Cela fait trois jours que tous les matins je vais embrasser mon fils avant de rejoindre les marchés. Callie a proposé de me remplacer, mais elle et son mari ont déjà bien assez à gérer, sans compter qu'ils gardent Erwann le temps que j’aide les exécuteurs à trouver des pistes sur les Wolfs. Je ne peux pas non plus me permettre de mettre toute ma vie entre parenthèses pour les aider.

Le matin je fais les marchés, l’après-midi à peine rentrée, je vais patrouiller avec un Bêta de Zander, essentiellement Keylan et Cayden. Nous agrandissons tous les jours le périmètre de recherche, mais nous faisons toujours chou blanc. Nous continuons souvent nos recherches jusqu’à vingt, vingt-et-une heures, avant d’abandonner pour le reste de la soirée.

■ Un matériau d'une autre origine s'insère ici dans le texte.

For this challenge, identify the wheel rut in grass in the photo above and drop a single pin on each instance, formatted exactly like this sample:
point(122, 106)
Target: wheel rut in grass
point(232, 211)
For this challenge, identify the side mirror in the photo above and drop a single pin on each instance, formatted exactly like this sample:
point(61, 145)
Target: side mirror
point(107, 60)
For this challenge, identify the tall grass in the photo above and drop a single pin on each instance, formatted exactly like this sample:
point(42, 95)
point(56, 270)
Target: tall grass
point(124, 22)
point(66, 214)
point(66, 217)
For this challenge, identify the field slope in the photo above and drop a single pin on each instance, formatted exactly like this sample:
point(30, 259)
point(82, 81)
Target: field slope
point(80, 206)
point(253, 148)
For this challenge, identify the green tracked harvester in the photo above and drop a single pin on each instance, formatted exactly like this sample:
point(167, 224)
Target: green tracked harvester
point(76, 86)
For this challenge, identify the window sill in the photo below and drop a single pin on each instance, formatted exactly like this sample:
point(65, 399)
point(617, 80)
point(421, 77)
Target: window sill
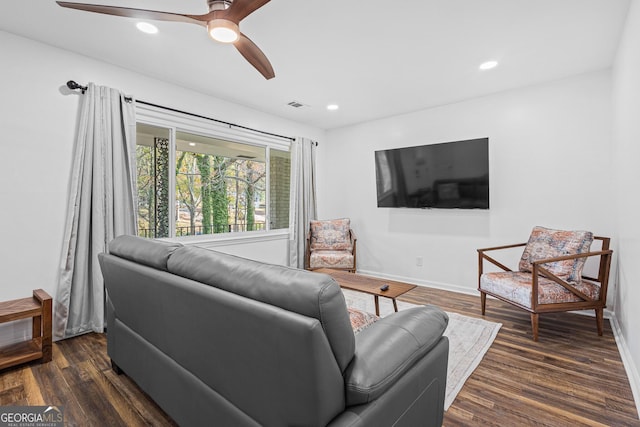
point(222, 239)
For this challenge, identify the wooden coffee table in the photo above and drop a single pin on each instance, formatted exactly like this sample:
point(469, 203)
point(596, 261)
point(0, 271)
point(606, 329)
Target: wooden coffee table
point(369, 285)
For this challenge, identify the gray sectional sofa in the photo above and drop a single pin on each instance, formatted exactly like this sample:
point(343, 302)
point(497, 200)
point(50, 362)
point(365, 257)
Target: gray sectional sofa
point(218, 340)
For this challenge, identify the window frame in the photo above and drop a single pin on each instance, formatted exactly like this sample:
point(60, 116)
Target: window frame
point(175, 122)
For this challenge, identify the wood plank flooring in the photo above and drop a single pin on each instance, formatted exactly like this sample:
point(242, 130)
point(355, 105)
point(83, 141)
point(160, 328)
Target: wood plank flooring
point(571, 377)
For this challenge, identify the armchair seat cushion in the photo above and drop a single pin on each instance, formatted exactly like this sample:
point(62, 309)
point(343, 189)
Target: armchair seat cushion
point(331, 259)
point(516, 287)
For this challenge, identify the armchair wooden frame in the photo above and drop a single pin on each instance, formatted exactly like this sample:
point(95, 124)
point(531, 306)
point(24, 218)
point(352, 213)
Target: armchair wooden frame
point(307, 254)
point(538, 270)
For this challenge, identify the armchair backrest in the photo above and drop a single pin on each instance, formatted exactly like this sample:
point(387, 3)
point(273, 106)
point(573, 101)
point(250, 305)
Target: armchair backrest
point(547, 243)
point(332, 234)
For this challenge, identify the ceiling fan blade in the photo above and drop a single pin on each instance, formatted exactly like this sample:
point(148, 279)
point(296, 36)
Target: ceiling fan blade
point(255, 56)
point(240, 9)
point(137, 13)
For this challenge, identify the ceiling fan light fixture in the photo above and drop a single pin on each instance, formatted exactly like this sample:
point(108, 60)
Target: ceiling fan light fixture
point(223, 30)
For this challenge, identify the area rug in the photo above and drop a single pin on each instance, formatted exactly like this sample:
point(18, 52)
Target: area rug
point(469, 339)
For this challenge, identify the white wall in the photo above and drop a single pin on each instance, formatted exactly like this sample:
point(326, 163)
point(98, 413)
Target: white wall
point(38, 121)
point(626, 96)
point(550, 164)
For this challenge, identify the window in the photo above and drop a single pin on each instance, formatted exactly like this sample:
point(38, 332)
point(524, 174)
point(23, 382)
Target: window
point(194, 183)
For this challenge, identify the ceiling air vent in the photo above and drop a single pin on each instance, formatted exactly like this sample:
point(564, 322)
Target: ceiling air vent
point(296, 104)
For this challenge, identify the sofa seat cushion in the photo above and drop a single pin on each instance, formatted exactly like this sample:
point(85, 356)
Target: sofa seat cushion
point(375, 368)
point(300, 291)
point(517, 287)
point(331, 259)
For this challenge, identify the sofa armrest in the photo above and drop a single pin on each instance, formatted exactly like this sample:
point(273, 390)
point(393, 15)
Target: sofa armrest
point(387, 349)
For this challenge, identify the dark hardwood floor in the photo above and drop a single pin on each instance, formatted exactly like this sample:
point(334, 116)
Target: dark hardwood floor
point(571, 377)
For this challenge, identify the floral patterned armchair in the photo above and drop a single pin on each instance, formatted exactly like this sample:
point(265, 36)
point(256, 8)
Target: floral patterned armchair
point(331, 244)
point(549, 276)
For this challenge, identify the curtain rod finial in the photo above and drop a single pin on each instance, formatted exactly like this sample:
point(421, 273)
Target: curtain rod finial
point(73, 86)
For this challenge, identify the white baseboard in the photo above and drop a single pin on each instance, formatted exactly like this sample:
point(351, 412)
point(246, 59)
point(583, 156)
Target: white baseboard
point(625, 355)
point(627, 361)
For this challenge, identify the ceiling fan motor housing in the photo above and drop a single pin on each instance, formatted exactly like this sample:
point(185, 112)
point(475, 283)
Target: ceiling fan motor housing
point(219, 4)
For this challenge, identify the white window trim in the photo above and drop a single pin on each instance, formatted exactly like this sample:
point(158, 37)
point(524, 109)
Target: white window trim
point(175, 121)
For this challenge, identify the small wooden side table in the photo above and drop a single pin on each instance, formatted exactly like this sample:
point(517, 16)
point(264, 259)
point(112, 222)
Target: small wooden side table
point(38, 308)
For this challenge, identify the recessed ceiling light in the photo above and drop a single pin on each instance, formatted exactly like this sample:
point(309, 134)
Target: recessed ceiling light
point(488, 65)
point(145, 27)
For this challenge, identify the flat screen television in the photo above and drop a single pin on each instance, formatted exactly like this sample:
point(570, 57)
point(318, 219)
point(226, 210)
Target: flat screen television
point(449, 175)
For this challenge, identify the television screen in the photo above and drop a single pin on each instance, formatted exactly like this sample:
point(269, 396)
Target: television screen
point(446, 175)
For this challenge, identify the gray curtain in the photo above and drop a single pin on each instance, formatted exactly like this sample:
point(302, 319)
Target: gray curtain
point(303, 198)
point(102, 204)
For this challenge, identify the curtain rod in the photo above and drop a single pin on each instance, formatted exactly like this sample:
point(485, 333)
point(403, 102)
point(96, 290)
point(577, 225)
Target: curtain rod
point(74, 86)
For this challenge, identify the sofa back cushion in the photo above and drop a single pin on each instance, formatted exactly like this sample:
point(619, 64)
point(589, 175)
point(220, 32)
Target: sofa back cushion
point(303, 292)
point(332, 235)
point(547, 243)
point(152, 253)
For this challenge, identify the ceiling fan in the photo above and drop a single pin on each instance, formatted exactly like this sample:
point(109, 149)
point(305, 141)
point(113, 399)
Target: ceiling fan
point(222, 23)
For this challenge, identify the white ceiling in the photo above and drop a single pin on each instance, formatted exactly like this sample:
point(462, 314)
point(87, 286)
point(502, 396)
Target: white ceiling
point(375, 58)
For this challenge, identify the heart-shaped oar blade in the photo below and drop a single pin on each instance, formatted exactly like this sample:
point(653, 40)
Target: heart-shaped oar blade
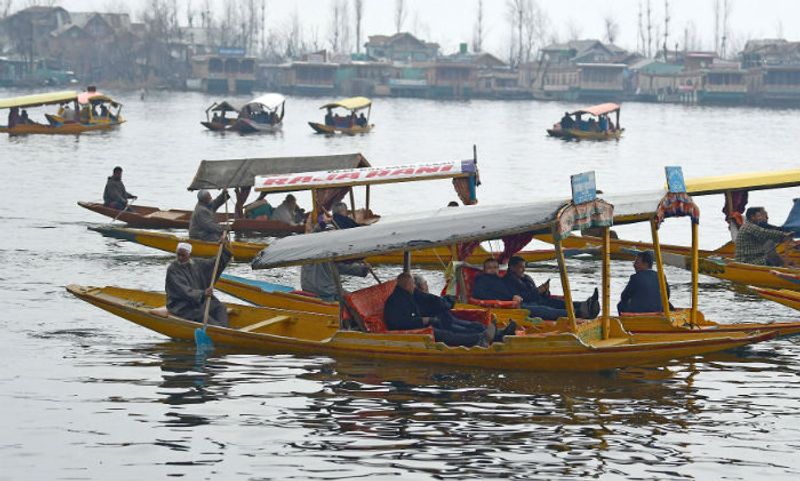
point(202, 340)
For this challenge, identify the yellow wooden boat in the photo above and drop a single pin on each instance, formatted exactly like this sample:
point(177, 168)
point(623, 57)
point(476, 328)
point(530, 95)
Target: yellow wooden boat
point(259, 329)
point(83, 116)
point(591, 131)
point(246, 251)
point(347, 125)
point(782, 296)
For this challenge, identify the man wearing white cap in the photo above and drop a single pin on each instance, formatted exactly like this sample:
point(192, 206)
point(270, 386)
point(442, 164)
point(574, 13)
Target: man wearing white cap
point(189, 282)
point(203, 224)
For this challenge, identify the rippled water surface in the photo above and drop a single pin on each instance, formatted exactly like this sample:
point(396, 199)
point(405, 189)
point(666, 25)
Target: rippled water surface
point(87, 395)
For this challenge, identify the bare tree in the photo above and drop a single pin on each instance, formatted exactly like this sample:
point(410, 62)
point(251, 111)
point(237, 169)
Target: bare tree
point(611, 28)
point(358, 11)
point(478, 30)
point(400, 14)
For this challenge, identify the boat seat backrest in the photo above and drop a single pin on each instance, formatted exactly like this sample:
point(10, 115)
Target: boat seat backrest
point(368, 304)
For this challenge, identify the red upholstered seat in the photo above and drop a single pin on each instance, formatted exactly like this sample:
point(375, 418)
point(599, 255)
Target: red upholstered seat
point(368, 303)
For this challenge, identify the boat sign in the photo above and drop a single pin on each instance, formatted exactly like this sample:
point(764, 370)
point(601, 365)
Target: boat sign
point(363, 176)
point(675, 182)
point(584, 188)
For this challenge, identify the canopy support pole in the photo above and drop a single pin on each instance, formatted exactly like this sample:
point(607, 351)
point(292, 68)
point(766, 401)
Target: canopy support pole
point(695, 274)
point(352, 202)
point(606, 281)
point(662, 280)
point(562, 270)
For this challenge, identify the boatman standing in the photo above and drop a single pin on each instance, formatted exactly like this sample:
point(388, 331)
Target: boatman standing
point(189, 284)
point(203, 224)
point(115, 195)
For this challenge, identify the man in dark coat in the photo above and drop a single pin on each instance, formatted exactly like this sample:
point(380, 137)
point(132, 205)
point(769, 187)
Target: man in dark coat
point(642, 293)
point(340, 217)
point(189, 284)
point(115, 195)
point(203, 224)
point(402, 312)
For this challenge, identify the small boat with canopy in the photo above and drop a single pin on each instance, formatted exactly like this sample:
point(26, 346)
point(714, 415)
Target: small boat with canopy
point(353, 122)
point(78, 113)
point(217, 118)
point(589, 123)
point(262, 114)
point(571, 345)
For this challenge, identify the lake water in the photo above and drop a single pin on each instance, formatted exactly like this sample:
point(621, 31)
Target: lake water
point(87, 395)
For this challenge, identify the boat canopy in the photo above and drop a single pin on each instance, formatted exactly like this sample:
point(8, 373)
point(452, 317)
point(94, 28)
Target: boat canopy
point(39, 99)
point(217, 174)
point(365, 176)
point(353, 103)
point(442, 227)
point(269, 101)
point(598, 110)
point(87, 97)
point(223, 106)
point(745, 181)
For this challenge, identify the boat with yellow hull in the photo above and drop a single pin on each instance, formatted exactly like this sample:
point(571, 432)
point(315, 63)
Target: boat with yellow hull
point(261, 329)
point(246, 251)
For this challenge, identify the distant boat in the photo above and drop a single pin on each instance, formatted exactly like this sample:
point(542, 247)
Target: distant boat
point(350, 124)
point(598, 127)
point(91, 110)
point(262, 114)
point(219, 122)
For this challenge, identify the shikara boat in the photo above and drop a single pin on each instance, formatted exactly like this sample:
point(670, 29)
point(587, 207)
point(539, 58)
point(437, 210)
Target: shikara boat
point(219, 121)
point(598, 127)
point(571, 345)
point(78, 113)
point(259, 329)
point(262, 114)
point(349, 124)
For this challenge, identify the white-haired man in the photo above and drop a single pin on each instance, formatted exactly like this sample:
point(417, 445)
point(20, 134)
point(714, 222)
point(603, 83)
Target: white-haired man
point(189, 284)
point(203, 224)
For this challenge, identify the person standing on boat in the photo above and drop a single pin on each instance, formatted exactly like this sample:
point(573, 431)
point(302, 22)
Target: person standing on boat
point(401, 312)
point(203, 224)
point(115, 195)
point(642, 294)
point(757, 239)
point(188, 284)
point(537, 299)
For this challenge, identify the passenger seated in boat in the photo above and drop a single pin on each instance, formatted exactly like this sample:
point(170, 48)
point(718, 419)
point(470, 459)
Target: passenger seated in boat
point(340, 217)
point(115, 195)
point(566, 122)
point(402, 312)
point(537, 299)
point(642, 293)
point(189, 284)
point(286, 211)
point(757, 239)
point(203, 223)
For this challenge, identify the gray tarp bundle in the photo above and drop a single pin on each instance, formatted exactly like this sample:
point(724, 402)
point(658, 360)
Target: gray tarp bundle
point(219, 174)
point(440, 227)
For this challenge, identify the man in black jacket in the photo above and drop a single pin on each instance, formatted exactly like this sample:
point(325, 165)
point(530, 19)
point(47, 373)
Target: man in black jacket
point(642, 294)
point(115, 194)
point(401, 311)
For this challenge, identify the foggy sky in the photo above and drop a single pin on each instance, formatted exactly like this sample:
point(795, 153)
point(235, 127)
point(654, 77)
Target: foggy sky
point(449, 22)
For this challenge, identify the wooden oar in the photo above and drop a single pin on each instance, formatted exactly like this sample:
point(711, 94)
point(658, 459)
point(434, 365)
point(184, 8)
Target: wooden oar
point(201, 338)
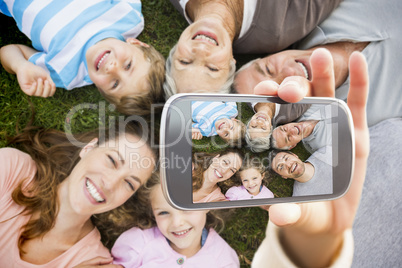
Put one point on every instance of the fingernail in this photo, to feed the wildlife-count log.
(290, 83)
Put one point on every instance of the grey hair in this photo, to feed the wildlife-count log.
(257, 145)
(170, 87)
(274, 143)
(233, 89)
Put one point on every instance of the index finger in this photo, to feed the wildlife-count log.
(359, 86)
(323, 78)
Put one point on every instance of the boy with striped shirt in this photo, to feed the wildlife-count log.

Dès que je rentre, j’attaque mes emballages de thés, tisanes, remèdes pour le marché du lendemain, suivant les stocks après les ventes du jour. Je n’ai pas le temps de m’ennuyer et les nuits sont courtes. C’est difficile de tout enchaîner, mais si je me suis engagée c’est surtout pour pouvoir assurer la sécurité de mon fils. Plus vite on trouvera nos assaillants, plus vite nous pourrons reprendre une vie normale. Enfin, si tant est qu’elle eut un semblant de normalité un jour… Entre devoir se cacher constamment, d’être des loups et depuis peu avoir une meute d’exécuteurs sur le même territoire, sans parler des attaques de Wolfs… “Normal” n'est peut-être pas le terme adéquat si on additionne le tout. Je dirai plutôt, un retour vers une vie moins mouvementée, oui ce serait déjà un bon début.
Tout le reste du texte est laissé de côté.